News reports on the shocking murder of Labour MP Jo Cox have centered on the extremist political affiliations of the 52 year-old man arrested for the crime, Thomas Mair of Birstall, West Yorkshire. For instance, according to the Southern Poverty Law Center, “Mair was a dedicated supporter of the National Alliance (NA), the once premier neo-Nazi organization in the United States, for decades”.
Yet, Mark Townsend, home affairs editor for the Observer (sister site of the Guardian), in an article published on June 18th (Why has the far right made West Yorkshire a home?), somehow managed to tie Israel into the story.
The reference to EDL’s (English Defence League) supposed support for Israel is completely inappropriate in the context of the article, as the far-right group’s alleged position on that particular issue is not even minimally central to their mission. Nor is the information in any way helpful in contextualizing the extremist views of Jo Cox’s suspected murderer.

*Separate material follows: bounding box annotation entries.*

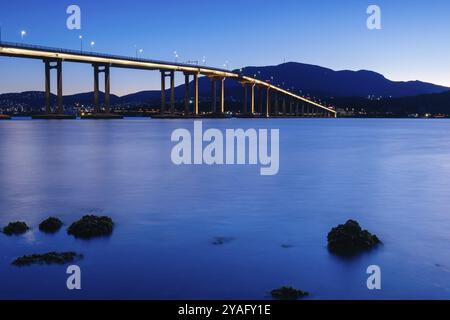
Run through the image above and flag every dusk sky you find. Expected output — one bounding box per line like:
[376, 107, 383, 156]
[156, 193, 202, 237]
[0, 0, 450, 95]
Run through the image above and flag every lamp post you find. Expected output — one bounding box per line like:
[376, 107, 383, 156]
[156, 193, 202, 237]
[78, 34, 83, 52]
[20, 30, 27, 44]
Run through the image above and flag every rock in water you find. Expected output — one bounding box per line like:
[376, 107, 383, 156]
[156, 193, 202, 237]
[13, 252, 83, 267]
[270, 287, 309, 300]
[39, 217, 63, 233]
[328, 220, 381, 255]
[67, 215, 114, 239]
[3, 221, 30, 236]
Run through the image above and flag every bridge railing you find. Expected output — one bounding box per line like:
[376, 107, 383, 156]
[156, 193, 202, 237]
[0, 41, 230, 73]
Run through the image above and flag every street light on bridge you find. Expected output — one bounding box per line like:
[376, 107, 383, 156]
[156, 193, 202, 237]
[20, 30, 27, 44]
[78, 34, 83, 52]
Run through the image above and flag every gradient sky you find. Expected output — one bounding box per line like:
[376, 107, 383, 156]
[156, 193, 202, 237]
[0, 0, 450, 95]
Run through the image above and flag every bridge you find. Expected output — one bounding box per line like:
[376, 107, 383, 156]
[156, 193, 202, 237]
[0, 42, 337, 119]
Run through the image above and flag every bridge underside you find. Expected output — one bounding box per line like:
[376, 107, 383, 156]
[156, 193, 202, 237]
[0, 42, 336, 119]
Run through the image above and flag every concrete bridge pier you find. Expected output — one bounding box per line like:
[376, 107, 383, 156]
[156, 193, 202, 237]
[242, 83, 250, 115]
[250, 84, 256, 116]
[194, 73, 199, 116]
[211, 77, 217, 114]
[264, 87, 270, 118]
[32, 59, 76, 120]
[274, 92, 280, 117]
[219, 78, 225, 115]
[258, 86, 264, 116]
[160, 70, 175, 115]
[81, 63, 123, 120]
[184, 73, 191, 116]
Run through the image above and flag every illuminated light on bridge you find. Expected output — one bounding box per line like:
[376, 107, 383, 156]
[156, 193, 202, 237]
[0, 42, 337, 118]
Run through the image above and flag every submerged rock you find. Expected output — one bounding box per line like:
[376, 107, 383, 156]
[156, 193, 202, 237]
[211, 237, 235, 246]
[12, 252, 83, 267]
[328, 220, 381, 255]
[67, 215, 114, 239]
[3, 221, 30, 236]
[39, 217, 63, 233]
[270, 287, 309, 300]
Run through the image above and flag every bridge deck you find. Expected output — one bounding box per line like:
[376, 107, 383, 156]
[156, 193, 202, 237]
[0, 42, 336, 114]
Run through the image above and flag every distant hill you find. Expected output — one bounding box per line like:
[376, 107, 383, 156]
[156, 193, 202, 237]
[332, 91, 450, 117]
[237, 62, 450, 97]
[0, 62, 450, 107]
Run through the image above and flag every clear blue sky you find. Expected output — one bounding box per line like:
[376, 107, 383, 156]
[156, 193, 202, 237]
[0, 0, 450, 95]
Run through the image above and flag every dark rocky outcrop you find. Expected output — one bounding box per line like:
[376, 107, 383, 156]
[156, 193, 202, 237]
[270, 287, 309, 300]
[328, 220, 381, 255]
[12, 252, 83, 267]
[67, 215, 114, 239]
[39, 217, 63, 233]
[211, 237, 235, 246]
[3, 221, 30, 236]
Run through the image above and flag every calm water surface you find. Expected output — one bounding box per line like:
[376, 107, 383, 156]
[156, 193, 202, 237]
[0, 119, 450, 299]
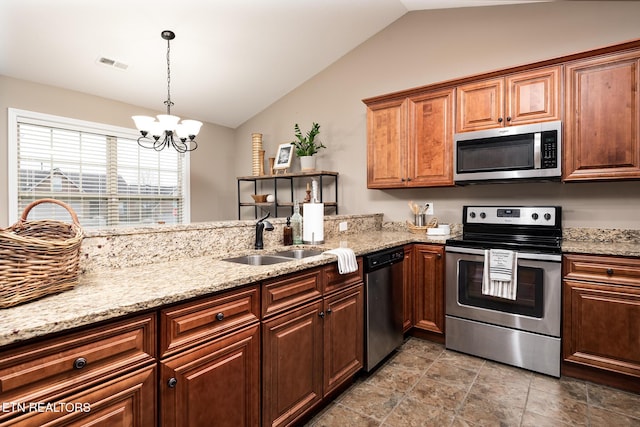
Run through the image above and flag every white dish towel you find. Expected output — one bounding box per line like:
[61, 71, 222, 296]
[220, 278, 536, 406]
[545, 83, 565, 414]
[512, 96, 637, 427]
[482, 249, 518, 300]
[323, 248, 358, 274]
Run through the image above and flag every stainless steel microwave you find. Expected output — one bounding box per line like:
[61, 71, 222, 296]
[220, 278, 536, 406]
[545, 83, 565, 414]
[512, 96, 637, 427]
[453, 121, 562, 184]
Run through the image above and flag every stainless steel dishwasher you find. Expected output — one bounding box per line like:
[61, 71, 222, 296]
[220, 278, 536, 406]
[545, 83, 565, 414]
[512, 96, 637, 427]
[364, 247, 404, 372]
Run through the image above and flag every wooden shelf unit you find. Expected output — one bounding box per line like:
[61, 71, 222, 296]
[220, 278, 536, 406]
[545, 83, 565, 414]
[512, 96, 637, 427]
[236, 171, 339, 220]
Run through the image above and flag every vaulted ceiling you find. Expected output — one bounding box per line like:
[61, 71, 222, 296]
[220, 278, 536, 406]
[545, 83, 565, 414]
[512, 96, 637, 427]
[0, 0, 547, 128]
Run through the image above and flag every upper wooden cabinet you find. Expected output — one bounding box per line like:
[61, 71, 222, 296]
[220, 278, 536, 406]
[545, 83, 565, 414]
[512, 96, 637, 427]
[367, 88, 454, 188]
[563, 50, 640, 181]
[456, 66, 561, 132]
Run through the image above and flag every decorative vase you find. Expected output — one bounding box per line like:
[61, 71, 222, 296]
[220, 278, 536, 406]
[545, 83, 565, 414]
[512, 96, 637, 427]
[300, 156, 316, 172]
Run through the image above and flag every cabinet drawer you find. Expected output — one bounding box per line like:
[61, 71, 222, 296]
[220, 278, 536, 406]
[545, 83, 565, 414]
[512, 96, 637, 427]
[324, 257, 362, 294]
[0, 314, 156, 420]
[564, 255, 640, 288]
[262, 268, 323, 317]
[160, 286, 260, 357]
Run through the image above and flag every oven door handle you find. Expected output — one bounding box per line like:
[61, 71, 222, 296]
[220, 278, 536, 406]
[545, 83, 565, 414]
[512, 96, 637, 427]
[445, 246, 562, 262]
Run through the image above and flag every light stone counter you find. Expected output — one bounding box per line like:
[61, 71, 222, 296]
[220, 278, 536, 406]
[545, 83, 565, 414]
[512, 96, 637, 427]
[0, 231, 447, 346]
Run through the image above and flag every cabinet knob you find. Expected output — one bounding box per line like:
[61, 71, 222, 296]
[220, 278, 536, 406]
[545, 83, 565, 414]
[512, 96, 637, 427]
[73, 357, 87, 369]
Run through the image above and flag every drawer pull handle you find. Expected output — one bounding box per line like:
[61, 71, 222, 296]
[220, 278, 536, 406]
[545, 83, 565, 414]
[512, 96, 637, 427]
[73, 357, 87, 369]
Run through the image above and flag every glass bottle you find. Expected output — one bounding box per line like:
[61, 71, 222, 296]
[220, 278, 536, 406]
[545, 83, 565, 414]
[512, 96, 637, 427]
[282, 217, 293, 246]
[291, 200, 302, 245]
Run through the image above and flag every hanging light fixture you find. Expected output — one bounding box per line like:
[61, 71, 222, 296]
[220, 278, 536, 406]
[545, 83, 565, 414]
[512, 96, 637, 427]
[131, 30, 202, 153]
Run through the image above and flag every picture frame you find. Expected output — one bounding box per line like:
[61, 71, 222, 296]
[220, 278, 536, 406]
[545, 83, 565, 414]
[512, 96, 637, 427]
[273, 142, 294, 170]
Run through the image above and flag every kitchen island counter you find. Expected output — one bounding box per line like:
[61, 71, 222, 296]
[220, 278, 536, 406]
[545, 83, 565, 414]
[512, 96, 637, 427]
[0, 231, 448, 346]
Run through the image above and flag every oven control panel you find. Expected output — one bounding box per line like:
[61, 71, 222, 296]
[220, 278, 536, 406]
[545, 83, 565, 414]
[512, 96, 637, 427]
[463, 206, 559, 227]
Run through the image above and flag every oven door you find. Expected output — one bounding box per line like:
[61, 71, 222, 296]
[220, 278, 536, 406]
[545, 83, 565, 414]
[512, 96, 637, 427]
[446, 246, 562, 337]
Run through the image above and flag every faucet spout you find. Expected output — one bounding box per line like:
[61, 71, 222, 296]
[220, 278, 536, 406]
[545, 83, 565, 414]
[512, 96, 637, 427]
[255, 212, 273, 249]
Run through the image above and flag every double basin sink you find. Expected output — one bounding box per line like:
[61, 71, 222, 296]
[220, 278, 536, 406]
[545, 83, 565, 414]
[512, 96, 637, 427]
[223, 249, 324, 265]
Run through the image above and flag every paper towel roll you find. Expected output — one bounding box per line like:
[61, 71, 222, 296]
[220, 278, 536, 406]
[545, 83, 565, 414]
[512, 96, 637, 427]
[302, 203, 324, 244]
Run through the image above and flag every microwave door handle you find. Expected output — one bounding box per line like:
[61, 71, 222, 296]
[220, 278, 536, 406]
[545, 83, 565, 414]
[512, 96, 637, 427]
[533, 132, 542, 169]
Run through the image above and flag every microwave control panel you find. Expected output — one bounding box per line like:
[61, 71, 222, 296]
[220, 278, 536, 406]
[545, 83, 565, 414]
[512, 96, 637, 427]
[540, 131, 558, 169]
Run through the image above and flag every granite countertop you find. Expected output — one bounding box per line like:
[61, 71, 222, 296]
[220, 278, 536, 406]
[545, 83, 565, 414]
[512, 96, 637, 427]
[0, 229, 640, 352]
[0, 231, 448, 346]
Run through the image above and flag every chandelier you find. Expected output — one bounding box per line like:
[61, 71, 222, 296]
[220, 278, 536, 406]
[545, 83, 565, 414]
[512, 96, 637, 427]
[131, 30, 202, 153]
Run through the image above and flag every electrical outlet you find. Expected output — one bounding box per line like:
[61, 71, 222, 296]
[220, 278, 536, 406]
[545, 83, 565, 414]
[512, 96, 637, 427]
[425, 202, 433, 215]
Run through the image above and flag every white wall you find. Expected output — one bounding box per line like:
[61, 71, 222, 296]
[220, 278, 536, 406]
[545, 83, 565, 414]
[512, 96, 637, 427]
[229, 1, 640, 228]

Community Security Trust (CST), the charity tasked with protecting British Jews, has demonstrated that the claim that “Zionists are somehow in bed with the Muslim haters of the EDL” is nothing but dangerous lie, and that the decision by EDL leaders to, for instance, fly the Israeli flag at some rallies merely represented a cynical (and entirely unsuccessful) effort to attract British Jews to their cause.
British Jews (the overwhelming majority of whom identify with Israel) have, in fact, consistently condemned the group.
Interestingly, as revealed by Israellycool, on the very day Townsend published his article in the Observer on Mair and his association with the “pro-Israel” EDL, disgraced anti-Israel blogger Richard Silverstein touched on the same theme – suggesting, without proof, that the suspected murderer may have had affection for Israel.
Townsend’s innuendo, like Silverstein’s, linking support for Israel with far-right extremism, represents a reprehensible smear and we’ve asked Observer editors to remove the reference from the article.